1

Here I have this piece of python code, taken from SoloLearn,

scores = []
kf = KFold(n_splits=5, shuffle=True)
for train_index, test_index in kf.split(X):
   X_train, X_test = X[train_index], X[test_index]
   y_train, y_test = y[train_index], y[test_index]
   model = LogisticRegression()
   model.fit(X_train, y_train)
   scores.append(model.score(X_test, y_test))
print(scores)
print(np.mean(scores))

My question then is, do I need to create a new model in every split? Why don't we just create one LogisticRegression before the for?

I would put it before to save computation time, but since it has been presented this way I thought there was a reason.

Matte
  • 73
  • 6

3 Answers3

2

Great question! The answer is...you don't have to create the model each time. Your intuition is correct. Feel free to move model = LogisticRegression() to the top, outside the loop, and re-run to confirm.

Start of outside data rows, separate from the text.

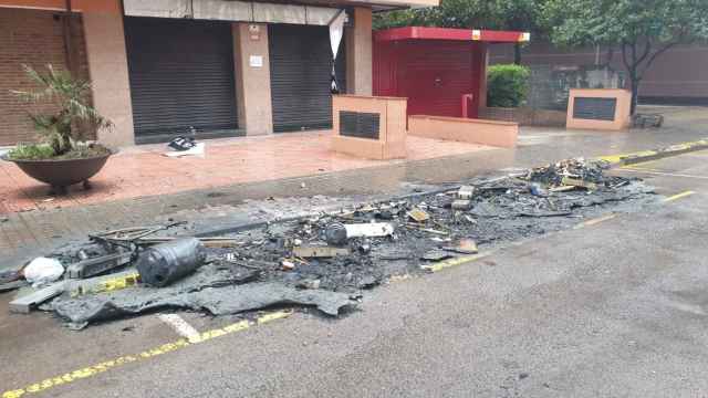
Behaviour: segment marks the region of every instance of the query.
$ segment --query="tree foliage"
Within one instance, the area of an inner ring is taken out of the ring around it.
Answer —
[[[12,93],[27,103],[53,103],[59,106],[59,111],[53,114],[29,114],[54,155],[62,155],[74,148],[74,142],[82,137],[80,125],[88,124],[95,128],[112,126],[111,121],[87,104],[91,90],[88,82],[75,80],[69,72],[58,71],[52,65],[46,65],[46,73],[40,73],[28,65],[23,67],[39,88]]]
[[[670,48],[708,39],[706,0],[549,0],[543,23],[555,44],[607,45],[621,53],[633,90]]]
[[[487,105],[518,107],[529,92],[529,69],[521,65],[493,65],[487,71]]]

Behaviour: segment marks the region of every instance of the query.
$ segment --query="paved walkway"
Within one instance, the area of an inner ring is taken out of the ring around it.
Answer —
[[[46,185],[25,176],[14,164],[0,161],[0,213],[98,203],[170,195],[233,184],[311,176],[320,172],[382,166],[392,161],[360,159],[330,150],[330,133],[296,133],[268,137],[206,142],[205,157],[164,156],[165,145],[126,148],[108,159],[92,179],[93,189],[71,187],[50,197]],[[479,145],[408,137],[408,159],[421,160],[488,150]]]
[[[97,189],[88,195],[80,191],[66,199],[43,202],[42,198],[48,198],[43,186],[25,180],[22,184],[35,188],[25,188],[28,193],[22,193],[19,182],[0,182],[1,200],[15,202],[17,199],[12,198],[20,197],[28,208],[40,209],[20,212],[6,210],[4,214],[0,213],[0,270],[17,268],[27,259],[58,244],[85,239],[87,233],[105,229],[163,222],[169,218],[198,220],[206,227],[221,227],[219,222],[229,226],[244,222],[252,217],[233,206],[246,199],[391,195],[404,191],[406,186],[403,182],[457,181],[510,167],[532,167],[568,157],[595,157],[660,148],[708,137],[708,129],[705,128],[708,125],[708,108],[650,111],[667,116],[665,128],[629,133],[523,128],[516,149],[480,148],[413,137],[409,159],[405,161],[368,161],[333,155],[323,146],[325,136],[322,134],[210,142],[205,159],[164,158],[160,155],[164,149],[162,145],[137,147],[113,159],[106,172],[113,170],[118,177],[106,175],[98,178],[98,182],[105,178],[103,189],[113,192],[113,196],[101,196],[100,184],[96,184]],[[268,144],[272,145],[270,153],[259,149],[263,147],[260,145],[262,142],[273,143]],[[254,153],[259,150],[260,155],[256,156]],[[205,166],[206,161],[215,161],[217,156],[220,156],[221,163],[217,163],[216,167]],[[282,161],[283,156],[292,161]],[[215,170],[221,167],[219,165],[236,164],[241,158],[249,160],[242,163],[238,172]],[[145,159],[139,161],[155,164],[152,170],[136,170],[125,159]],[[277,163],[278,166],[269,163]],[[174,165],[185,167],[176,168]],[[240,171],[243,169],[249,170],[248,176],[246,171]],[[8,172],[3,170],[7,170],[7,164],[0,166],[0,171]],[[142,186],[124,185],[121,178],[126,177],[119,177],[121,174],[140,176]],[[205,182],[211,180],[212,174],[217,176],[212,181],[220,182]],[[179,184],[187,186],[180,187]],[[28,198],[31,192],[35,193],[32,200]],[[149,196],[140,196],[140,192],[148,192]],[[82,206],[73,206],[76,203]],[[218,207],[217,210],[215,207]],[[185,211],[189,212],[189,217],[184,217]]]

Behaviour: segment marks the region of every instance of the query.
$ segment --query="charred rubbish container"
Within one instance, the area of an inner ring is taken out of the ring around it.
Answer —
[[[198,239],[183,238],[145,250],[136,268],[143,283],[162,287],[192,273],[206,259],[207,252]]]

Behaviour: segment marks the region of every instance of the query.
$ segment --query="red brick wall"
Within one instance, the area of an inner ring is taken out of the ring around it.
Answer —
[[[10,90],[31,90],[22,64],[43,70],[48,63],[66,67],[63,22],[54,11],[0,8],[0,146],[34,142],[38,134],[27,117],[28,111],[52,112],[52,104],[24,104]],[[80,15],[72,22],[72,44],[77,76],[88,78],[86,48]],[[88,134],[92,135],[91,133]]]

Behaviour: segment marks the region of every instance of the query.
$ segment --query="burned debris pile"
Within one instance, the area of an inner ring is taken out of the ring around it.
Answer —
[[[194,238],[184,223],[101,233],[51,255],[67,264],[64,280],[10,307],[39,306],[77,328],[165,308],[225,315],[294,305],[337,315],[394,275],[653,200],[642,181],[605,169],[569,159],[228,234]]]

The model object that exists after model.fit(X_train, y_train) each time through the loop will be the same either way.

Max Power
  • 8,265
  • 13
  • 50
  • 91
  • While this is ok, I could not recommend moving `model = LogisticRegression()` outside of the loop. The code will work, but is not intuitive as to which variable actually is your model. I suggest making two lines ones with `model = LogisticRegression().fit(X_train, y_train)`. This is recommended in sklearn and is faster than calling model.fit() on a model that has been trained before – Moss Sep 09 '20 at 20:56
  • Interesting. I strongly disagree about instantiating the model object outside the kfold loop being "not intuitive," but different strokes I guess. Do you have a source you can point me to on it being "recommended in sklearn" to instantiate a new model object each time before calling `model.fit()` if `model.fit()` is called repeatedly? – Max Power Sep 09 '20 at 21:19
  • I just found this https://github.com/keras-team/keras/issues/4446, is it the same question? It looks like, and it says that repeating the model.fit() incrementally trains the model, so it wouldn't be a good thing for the KFold. – Matte Sep 09 '20 at 22:11
  • 2
    It is recommended in sklearn to instantiate a new model object each time, although not neccecary, to avoid confusion with other libraries. In Tensorflow/karas calling model.fit() followed by a second model.fit() **continues** training. For example, `model.fit(train_images, train_labels, epochs=10)` followed by `model.fit(train_images, train_labels, epochs=8)` is the same as training 18 epochs. See related - https://stackoverflow.com/questions/62120508/python-tensorflow-running-model-fit-multiple-times-without-reinstantiating-the?noredirect=1&lq=1 – Moss Sep 09 '20 at 22:13
  • Matte - that's for Keras, not sklearn, which I assumed you're using based on the API you're using and that your model is Logistic Regression. – Max Power Sep 10 '20 at 03:29
  • Moss - Got you. Yes in sklearn a fit to update a model's weights (not retrain from scratch) is done with `partial_fit` (see e.g. https://scikit-learn.org/stable/auto_examples/cluster/plot_dict_face_patches.html?highlight=partial%20fit). I hadn't thought of the potential for confusion vs how neural network libraries would use `.fit()` to update weights, but that makes sense. – Max Power Sep 10 '20 at 03:30
1

Short answer is yes.

The reason why is because this is k-fold cross validation

Simply put, this means that you are training k number of models, evaluating the results of each and averaging together.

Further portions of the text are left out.